🤖 AI Summary
Accurate prediction of antibody–antigen (Ab–Ag) interfaces is critical for vaccine design and therapeutic antibody development, yet high-precision epitope/paratope identification from sequence alone remains challenging. This paper introduces SeqEpitope, a structure-free, sequence-driven model that innovatively incorporates a physics-informed sliding attention mechanism to explicitly capture distance-dependent residue interactions, enabling pan-epitope prediction without requiring prior antibody knowledge. Built upon the Conformer architecture, SeqEpitope jointly integrates local convolutional features with global sliding attention—replacing conventional cross-attention—to enhance interface contact modeling. On the SARS-CoV-2 Ab–Ag benchmark, SeqEpitope achieves state-of-the-art performance, substantially outperforming existing sequence-only methods.
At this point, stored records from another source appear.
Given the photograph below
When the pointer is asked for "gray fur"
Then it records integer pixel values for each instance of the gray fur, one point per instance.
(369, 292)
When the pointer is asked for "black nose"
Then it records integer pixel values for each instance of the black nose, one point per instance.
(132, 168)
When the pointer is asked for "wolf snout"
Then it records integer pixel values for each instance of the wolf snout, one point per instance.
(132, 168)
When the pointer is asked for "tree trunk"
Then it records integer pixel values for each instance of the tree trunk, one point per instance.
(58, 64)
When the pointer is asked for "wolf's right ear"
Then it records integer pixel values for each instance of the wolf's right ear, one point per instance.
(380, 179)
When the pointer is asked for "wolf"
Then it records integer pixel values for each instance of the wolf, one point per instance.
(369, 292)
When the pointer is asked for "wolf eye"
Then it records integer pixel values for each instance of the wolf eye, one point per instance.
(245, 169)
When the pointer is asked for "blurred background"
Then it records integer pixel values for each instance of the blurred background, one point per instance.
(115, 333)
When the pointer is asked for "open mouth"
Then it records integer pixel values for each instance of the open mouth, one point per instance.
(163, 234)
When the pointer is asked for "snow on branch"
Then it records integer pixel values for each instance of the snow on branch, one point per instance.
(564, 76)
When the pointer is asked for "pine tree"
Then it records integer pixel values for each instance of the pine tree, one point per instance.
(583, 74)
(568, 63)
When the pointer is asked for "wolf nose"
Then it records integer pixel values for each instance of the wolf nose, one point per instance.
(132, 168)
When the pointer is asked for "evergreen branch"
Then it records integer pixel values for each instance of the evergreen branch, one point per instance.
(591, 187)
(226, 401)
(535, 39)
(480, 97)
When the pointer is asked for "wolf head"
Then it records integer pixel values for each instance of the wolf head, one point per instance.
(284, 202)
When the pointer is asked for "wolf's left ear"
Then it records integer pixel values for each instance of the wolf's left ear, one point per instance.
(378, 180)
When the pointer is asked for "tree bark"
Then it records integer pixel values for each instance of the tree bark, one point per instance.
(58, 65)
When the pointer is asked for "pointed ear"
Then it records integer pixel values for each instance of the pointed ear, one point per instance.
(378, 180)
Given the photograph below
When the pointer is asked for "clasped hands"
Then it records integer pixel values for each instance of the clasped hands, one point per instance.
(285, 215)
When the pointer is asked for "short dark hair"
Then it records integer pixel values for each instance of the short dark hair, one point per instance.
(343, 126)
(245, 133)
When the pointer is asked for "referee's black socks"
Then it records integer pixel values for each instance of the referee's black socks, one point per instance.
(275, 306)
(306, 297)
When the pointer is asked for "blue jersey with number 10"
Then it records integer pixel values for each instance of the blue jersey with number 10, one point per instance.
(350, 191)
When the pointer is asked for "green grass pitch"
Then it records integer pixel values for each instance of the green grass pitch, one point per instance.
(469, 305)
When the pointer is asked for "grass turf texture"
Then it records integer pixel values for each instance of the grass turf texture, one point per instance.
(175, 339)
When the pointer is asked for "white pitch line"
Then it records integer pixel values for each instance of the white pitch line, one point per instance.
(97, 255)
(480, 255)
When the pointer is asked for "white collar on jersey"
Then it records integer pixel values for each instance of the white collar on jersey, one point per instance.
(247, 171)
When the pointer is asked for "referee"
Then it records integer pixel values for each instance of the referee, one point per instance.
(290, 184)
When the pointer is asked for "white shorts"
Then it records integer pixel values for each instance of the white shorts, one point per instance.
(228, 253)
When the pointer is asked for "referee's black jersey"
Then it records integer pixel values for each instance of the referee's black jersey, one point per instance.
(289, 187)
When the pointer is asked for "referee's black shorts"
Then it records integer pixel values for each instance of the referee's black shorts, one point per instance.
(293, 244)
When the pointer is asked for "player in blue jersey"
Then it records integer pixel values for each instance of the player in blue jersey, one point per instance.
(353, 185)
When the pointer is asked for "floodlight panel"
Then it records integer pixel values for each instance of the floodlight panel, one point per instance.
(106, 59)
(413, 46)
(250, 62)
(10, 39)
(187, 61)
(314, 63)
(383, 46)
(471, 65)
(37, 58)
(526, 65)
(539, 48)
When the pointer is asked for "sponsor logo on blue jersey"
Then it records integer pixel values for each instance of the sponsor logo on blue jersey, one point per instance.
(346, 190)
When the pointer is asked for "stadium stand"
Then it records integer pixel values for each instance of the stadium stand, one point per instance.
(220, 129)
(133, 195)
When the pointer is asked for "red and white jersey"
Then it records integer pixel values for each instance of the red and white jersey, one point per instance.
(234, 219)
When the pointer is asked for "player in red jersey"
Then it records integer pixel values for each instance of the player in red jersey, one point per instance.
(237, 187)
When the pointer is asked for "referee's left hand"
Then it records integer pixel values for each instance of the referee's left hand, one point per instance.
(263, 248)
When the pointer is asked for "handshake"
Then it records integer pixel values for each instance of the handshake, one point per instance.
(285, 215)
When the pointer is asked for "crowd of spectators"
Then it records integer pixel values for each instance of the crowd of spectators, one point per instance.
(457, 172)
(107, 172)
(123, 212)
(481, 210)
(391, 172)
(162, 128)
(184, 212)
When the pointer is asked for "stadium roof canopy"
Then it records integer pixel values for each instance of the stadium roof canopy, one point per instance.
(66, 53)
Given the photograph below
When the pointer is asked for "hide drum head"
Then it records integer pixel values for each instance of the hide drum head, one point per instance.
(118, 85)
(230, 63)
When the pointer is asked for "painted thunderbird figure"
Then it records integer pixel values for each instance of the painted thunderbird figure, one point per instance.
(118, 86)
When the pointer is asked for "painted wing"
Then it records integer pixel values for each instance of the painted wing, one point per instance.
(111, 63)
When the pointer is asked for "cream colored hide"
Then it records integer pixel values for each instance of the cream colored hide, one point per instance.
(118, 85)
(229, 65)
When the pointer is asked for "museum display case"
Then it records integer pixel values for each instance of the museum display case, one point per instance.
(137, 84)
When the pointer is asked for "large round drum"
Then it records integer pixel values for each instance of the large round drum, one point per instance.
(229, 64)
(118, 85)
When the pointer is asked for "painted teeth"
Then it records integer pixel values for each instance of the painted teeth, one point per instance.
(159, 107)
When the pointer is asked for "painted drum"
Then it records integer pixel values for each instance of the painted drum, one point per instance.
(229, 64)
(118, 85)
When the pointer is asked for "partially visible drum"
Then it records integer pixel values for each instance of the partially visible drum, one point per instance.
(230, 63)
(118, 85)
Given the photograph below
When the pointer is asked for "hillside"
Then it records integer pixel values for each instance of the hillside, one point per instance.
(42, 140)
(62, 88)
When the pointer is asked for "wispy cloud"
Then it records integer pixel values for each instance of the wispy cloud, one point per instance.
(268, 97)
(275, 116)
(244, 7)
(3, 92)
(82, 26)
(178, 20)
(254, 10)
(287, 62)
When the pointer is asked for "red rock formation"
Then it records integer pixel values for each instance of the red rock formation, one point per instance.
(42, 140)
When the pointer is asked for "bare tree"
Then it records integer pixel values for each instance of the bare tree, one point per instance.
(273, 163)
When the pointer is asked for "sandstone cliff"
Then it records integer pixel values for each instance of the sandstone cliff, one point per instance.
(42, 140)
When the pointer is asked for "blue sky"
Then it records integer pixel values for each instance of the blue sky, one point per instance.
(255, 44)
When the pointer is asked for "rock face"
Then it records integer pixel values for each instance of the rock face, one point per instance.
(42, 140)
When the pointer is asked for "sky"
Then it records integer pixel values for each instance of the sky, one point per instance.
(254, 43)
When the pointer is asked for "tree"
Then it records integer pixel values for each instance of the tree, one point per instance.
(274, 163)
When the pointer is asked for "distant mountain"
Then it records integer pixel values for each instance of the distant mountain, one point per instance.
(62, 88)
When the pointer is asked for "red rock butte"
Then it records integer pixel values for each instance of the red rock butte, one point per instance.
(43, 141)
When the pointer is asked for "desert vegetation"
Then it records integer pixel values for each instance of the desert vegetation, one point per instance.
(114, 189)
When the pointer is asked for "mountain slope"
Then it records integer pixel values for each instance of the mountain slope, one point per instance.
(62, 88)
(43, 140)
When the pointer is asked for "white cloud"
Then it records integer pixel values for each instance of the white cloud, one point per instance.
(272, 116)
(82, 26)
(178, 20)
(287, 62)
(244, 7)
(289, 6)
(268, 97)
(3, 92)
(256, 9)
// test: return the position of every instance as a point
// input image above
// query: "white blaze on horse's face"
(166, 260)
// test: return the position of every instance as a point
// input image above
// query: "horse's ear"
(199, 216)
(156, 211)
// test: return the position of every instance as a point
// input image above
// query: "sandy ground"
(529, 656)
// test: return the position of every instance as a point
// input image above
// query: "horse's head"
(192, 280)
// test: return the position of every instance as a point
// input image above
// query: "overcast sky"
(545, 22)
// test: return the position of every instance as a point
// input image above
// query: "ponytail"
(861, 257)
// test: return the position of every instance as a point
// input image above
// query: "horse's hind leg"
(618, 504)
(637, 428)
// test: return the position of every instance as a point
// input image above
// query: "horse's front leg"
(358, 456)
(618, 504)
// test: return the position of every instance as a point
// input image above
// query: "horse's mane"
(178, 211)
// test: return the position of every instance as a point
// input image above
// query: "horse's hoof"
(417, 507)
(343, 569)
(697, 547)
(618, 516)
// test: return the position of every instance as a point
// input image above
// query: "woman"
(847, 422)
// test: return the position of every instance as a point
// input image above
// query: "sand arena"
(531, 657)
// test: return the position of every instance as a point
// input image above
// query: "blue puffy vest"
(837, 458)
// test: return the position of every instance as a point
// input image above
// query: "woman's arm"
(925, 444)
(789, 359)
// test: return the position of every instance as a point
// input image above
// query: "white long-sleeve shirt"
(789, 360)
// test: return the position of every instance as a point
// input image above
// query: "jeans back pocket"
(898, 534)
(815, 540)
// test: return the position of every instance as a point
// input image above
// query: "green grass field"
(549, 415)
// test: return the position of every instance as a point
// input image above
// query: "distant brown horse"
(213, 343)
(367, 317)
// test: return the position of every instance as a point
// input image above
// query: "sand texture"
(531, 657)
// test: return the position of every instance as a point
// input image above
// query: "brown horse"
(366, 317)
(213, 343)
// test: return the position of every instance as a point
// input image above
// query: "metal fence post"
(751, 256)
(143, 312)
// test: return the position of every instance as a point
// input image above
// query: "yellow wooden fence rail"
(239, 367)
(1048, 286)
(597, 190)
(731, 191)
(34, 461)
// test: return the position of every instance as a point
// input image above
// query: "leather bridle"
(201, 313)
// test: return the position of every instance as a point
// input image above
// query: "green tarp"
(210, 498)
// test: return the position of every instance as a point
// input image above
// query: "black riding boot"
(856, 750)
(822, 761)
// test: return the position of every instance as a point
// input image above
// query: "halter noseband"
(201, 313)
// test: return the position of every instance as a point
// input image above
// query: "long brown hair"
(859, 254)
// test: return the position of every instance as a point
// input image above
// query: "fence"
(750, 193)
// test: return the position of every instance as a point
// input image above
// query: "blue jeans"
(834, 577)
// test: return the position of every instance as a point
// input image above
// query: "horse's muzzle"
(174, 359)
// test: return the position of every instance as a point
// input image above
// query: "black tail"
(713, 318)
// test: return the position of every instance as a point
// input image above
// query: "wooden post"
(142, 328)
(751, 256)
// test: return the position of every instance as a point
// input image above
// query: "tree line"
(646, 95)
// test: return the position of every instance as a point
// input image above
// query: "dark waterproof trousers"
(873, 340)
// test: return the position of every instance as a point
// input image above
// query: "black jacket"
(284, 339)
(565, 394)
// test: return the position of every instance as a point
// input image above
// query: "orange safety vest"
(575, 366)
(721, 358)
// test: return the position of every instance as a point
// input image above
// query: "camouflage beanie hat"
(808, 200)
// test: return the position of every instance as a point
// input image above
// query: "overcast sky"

Ablation studies confirm the essential contributions of both the sliding attention mechanism and the physics-based constraint module.
📝 Abstract
Accurate prediction of antibody-antigen (Ab-Ag) interfaces is critical for vaccine design, immunodiagnostics, and therapeutic antibody development. However, achieving reliable predictions from sequences alone remains a challenge. In this paper, we present ABCONFORMER, a model based on the Conformer backbone that captures both local and global features of a biosequence. To accurately capture Ab-Ag interactions, we introduced the physics-inspired sliding attention, enabling residue-level contact recovery without relying on three-dimensional structural data. ABConformer can accurately predict paratopes and epitopes given the antibody and antigen sequence, and predict pan-epitopes on the antigen without antibody information. In comparison experiments, ABCONFORMER achieves state-of-the-art performance on a recent SARS-CoV-2 Ab-Ag dataset, and surpasses widely used sequence-based methods for antibody-agnostic epitope prediction. Ablation studies further quantify the contribution of each component, demonstrating that, compared to conventional cross-attention, sliding attention significantly enhances the precision of epitope prediction. To facilitate reproducibility, we will release the code under an open-source license upon acceptance.